Please by Jericho Brown

I mean, really, there is no other way to say it – I’ve been waiting for this book for a while. These poems are made of blood red glitter and butterfly knives.

Macnolia by A. Van Jordan

I love persona poetry and “documentary” poetry. Welp. In the 10th grade, I came across this book and saw these two interests combine with stunning results. Read it and you’ll shiver every time you hear the word “nemesis”.

Tell Me by Kim Addonizio

My junior year at WKU, Tom Hunley assigned several of Addonizio’s poems. A few weeks later, a boyfriend bought me this book. It’s still one of the best gifts I’ve ever gotten. Not too long after that, I changed my major to creative writing.

Archaic Smile by A.E. Stallings

If you have any uneasiness about formal poetry, Kim Addonizio and A.E. Stallings will put you at ease. Though both poets are very different, they demonstrate quite masterfully that form doesn’t have to get in the way or distract from subject matter. As an added bonus, Stallings seems to love mythology as much as I do.

Blood Dazzler by Patricia Smith

Like A. Van Jordan, Patricia Smith uses persona poetry to put people at center stage who usually are condemned to the periphery. Hurricane Katrina becomes a woman with control issues. 34 elderly people left to die in a flooded nursing home become choir who curse us even as they pray. And damn if New Orleans isn’t a lover we just can’t shake.

Wind in a Box by Terrance Hayes

What a fitting title for a book of poetry that refuses to sit still. The moment you are seduced by his lyric poetry, Terrance Hayes switches to prose poems and then he switches to persona poems, so forth and so on. These words are restless and shape shifting. They are reminders that we really can write whatever we want and however we want.

Gathering Ground: The First Ten Years of Cave Canem – Edited by Toi Derricotte and Cornelius Eady

This anthology of poetry reminds us that contrary to what we are so often told, there is no such thing as one African-American voice. Yes, these poems dance on the same floor, but each poet in the collection definitely has a unique set of moves.

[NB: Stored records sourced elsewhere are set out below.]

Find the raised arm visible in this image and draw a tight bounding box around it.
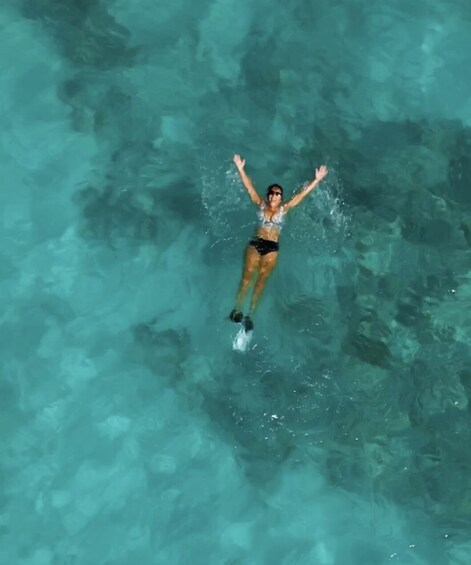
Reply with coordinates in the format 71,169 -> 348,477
232,155 -> 263,206
285,165 -> 329,209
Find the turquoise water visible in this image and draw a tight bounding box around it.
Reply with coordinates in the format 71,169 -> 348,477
0,0 -> 471,565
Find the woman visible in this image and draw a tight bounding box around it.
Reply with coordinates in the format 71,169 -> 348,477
229,155 -> 328,332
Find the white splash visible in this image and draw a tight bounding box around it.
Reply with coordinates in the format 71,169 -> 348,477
232,327 -> 253,352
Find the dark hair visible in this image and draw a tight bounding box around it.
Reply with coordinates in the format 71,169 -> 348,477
267,183 -> 283,198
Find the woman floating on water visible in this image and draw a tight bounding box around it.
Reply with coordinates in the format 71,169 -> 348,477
229,155 -> 328,332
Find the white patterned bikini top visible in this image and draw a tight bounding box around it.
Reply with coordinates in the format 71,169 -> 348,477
258,202 -> 285,231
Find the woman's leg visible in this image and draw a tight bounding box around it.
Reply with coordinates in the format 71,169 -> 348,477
249,251 -> 278,315
235,245 -> 262,311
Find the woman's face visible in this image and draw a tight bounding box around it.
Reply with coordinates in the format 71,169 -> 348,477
267,186 -> 283,203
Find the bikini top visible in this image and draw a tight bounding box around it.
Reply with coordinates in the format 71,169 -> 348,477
258,202 -> 285,231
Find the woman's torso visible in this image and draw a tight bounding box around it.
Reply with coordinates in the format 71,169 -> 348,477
256,202 -> 285,241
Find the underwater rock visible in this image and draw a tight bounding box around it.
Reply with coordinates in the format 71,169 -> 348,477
344,331 -> 391,369
448,155 -> 471,205
133,323 -> 190,379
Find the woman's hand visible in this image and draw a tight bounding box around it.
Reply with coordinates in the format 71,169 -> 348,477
232,154 -> 245,171
316,165 -> 329,182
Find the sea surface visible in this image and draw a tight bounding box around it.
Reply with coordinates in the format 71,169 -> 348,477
0,0 -> 471,565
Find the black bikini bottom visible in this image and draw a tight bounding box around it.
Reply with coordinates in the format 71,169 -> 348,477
249,237 -> 280,256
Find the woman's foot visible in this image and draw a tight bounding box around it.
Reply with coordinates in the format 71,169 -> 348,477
244,316 -> 253,332
229,308 -> 244,324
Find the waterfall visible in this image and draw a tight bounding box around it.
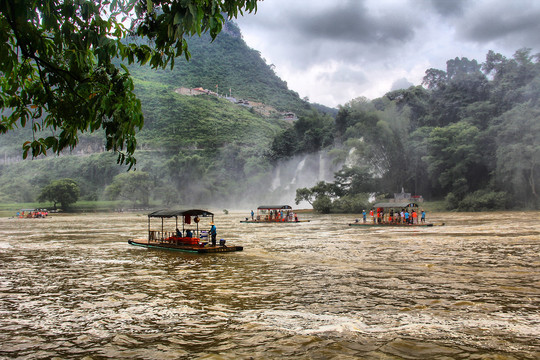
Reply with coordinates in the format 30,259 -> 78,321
317,151 -> 326,181
290,157 -> 306,185
345,148 -> 356,167
270,166 -> 281,191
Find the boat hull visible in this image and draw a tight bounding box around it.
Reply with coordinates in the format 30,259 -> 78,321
128,239 -> 244,254
349,223 -> 444,228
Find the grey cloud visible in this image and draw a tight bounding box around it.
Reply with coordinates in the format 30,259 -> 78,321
318,66 -> 369,84
459,2 -> 540,49
426,0 -> 470,17
294,1 -> 414,44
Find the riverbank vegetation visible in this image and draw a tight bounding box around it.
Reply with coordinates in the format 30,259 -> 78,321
297,49 -> 540,212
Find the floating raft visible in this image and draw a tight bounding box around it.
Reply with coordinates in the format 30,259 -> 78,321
349,222 -> 444,228
240,220 -> 311,224
128,239 -> 244,254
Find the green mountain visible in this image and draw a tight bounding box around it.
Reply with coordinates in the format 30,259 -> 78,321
0,23 -> 336,207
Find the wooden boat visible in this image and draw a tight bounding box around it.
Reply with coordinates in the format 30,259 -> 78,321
128,209 -> 244,254
240,205 -> 310,224
349,202 -> 444,227
349,222 -> 444,227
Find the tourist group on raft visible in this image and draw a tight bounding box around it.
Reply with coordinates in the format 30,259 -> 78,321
362,208 -> 426,225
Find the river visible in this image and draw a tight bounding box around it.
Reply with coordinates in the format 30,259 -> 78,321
0,211 -> 540,359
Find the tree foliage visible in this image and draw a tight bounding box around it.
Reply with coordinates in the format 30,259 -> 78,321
0,0 -> 257,166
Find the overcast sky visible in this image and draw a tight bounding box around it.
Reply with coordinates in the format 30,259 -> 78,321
237,0 -> 540,107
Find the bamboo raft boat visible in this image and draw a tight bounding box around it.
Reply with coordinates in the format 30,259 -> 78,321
128,209 -> 244,254
240,205 -> 310,224
349,202 -> 444,228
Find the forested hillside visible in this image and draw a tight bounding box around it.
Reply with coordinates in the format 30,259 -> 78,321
299,49 -> 540,211
0,23 -> 540,212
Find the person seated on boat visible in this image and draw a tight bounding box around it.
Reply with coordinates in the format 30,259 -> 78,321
209,222 -> 217,246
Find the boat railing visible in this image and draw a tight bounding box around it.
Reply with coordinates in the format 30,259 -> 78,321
148,230 -> 176,242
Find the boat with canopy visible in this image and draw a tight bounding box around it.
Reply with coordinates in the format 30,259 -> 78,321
240,205 -> 310,224
128,209 -> 244,254
349,202 -> 444,227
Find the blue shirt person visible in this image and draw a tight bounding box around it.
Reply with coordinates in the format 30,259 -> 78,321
210,223 -> 217,246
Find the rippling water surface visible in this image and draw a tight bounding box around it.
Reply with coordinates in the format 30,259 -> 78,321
0,211 -> 540,359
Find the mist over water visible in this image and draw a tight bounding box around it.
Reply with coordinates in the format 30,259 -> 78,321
243,151 -> 342,209
0,210 -> 540,359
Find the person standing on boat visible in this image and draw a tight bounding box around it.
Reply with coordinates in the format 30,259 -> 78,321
209,222 -> 217,246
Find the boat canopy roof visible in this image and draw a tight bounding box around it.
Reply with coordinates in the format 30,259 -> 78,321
257,205 -> 292,210
373,201 -> 418,209
148,209 -> 214,218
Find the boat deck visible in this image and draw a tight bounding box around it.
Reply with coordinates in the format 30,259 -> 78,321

Tales From Ovid by Ted Hughes

As I’ve already said, I love mythology. Persephone and that damn pomegranate, Narcissus and his grinning reflection, Arachne and her ego… these were the bedtime stories I memorized and told myself. Ted Hughes updates Ovid’s Metamorphoses and they are tantalizing as ever.

Heroides by Ovid

Now, you know I had to give Ovid his full due. The Heroides is a collection of epistolary persona poems from the women of Greek mythology to their lame ass lovers. Penelope writes to Odysseus, explaining that she knows exactly what’s keeping him from coming home. Medea writes to Jason. Helen writes to Paris. This book doesn’t get as much attention as Metamorphoses, but it’s definitely a worthy read.

To Bedlam and Part Way Back by Anne Sexton

I don’t even know how to explain my relationship to this book. Regardless of your stance on confessional poetry, her work continues to haunt my own.

Native Guard by Natasha Trethewey

Such a painfully beautiful of memory and all of its trapdoors. She reminded me that so often poets really are the last guard against erasure.

Strike Sparks by Sharon Olds

Last semester, I was having a particularly horrible day. Nothing was working in my favor. I crawled into my bed and started reading this collection of poems. Such heat. Such blood. It was like Sharon flipped a switched and turned the sun back on just for me.

Brutal Imagination by Cornelius Eady

Although I considered putting “You Don’t Miss Your Water” on this list. The inventiveness of a Brutal Imagination cannot be rivaled. Susan Smith isn’t the first person to conjure a magical negro and unfortunately, she probably won’t be the last.

Sleeping with the Dictionary by Harryette Mullen

I’m fascinated by the journey Mullen has taken from writing more traditional narrative poems to experimenting with language in ways that reinvent and renew assumptions about the written word. This book will break your mind right open.

—  Meadowlands by Louise Gluck

If you’ve read this whole list, you know good and well, why I’ve included this book.